FRANKFURT (Reuters) - U.S. carmaker General Motors (GM.N) appointed Thomas Sedran, a restructuring specialist, as interim chief executive of Opel, and said it would redouble efforts to return the ailing European brand to profitability.
Sedran only officially received the title of deputy CEO, however, and unlike predecessor Karl-Friedrich Stracke he was not named president of GM Europe - a title that went to GM vice chairman Stephen Girsky, suggesting more control will be returned to headquarters in Detroit.
Fixing Opel, which trades as Vauxhall in Britain, has become a top priority for GM chief executive Dan Akerson, who has demanded an end to the $3.5 billion in underlying losses racked up after the U.S. parent emerged from bankruptcy in 2009. GM lost an additional $256 million in the first quarter.
“We will continue to implement our business plan as it was outlined and work to improve it,” Girsky said in a statement, indicating Stracke’s recent plans to return the company to profit may not have been ambitious enough.
An engineer and product whiz rather than a restructuring expert, Stracke was fired as GM Europe President and Opel CEO last Thursday in a move so abrupt board members were caught off guard.
Although it may appease investors on Wall Street demanding quick results, observers in Germany have criticized the timing of Stracke’s sacking as short-sighted.
Since deciding in early November 2009 against the sale of a majority stake in Opel, GM has replaced its European president three times and is currently planning its second round of restructuring including the closure of a plant in Bochum, Germany.
Opel said Sedran, who joined in April as head of operations, business development and corporate strategy, would assume day-to-day responsibility until the search for a permanent successor to Stracke was completed.
While company sources said Sedran would be a strong candidate for the position of Opel CEO, analysts said his interim nomination was evidence his leeway to operate could be quite limited given the growing influence of Girsky.

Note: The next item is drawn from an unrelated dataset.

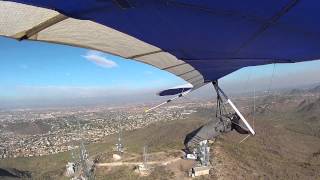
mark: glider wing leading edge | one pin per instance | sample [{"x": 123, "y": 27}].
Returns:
[{"x": 199, "y": 41}]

Opel labor leader Wolfgang Schaefer-Klug underlined Girsky’s importance in a statement, without mentioning Sedran by name. “The new team around Steve Girsky stands for a change that Opel and Vauxhall urgently needs: leaner management structures, transparency, accountability and enforcement capability.”
Juergen Pieper of Metzler Bank said Girsky, as the new GM Europe president, was likely the de facto head of Opel but could not officially assume the position for legal reasons.
German law prohibits the chairman of a supervisory board, who plays a key governance and oversight role, from simultaneously running a company as CEO, as is common in the United States.
One labor source said Sedran was being groomed for the post, suggesting he may be more than just a stopgap. Former CEO Nick Reilly ran the company initially as interim chief for three weeks before taking over permanently in December 2009.
Sedran’s biggest challenge will be rehabilitating Opel’s image in Germany, where its market share has dwindled to record lows, making the brand more and more dependent on struggling southern European markets such as Italy and Spain.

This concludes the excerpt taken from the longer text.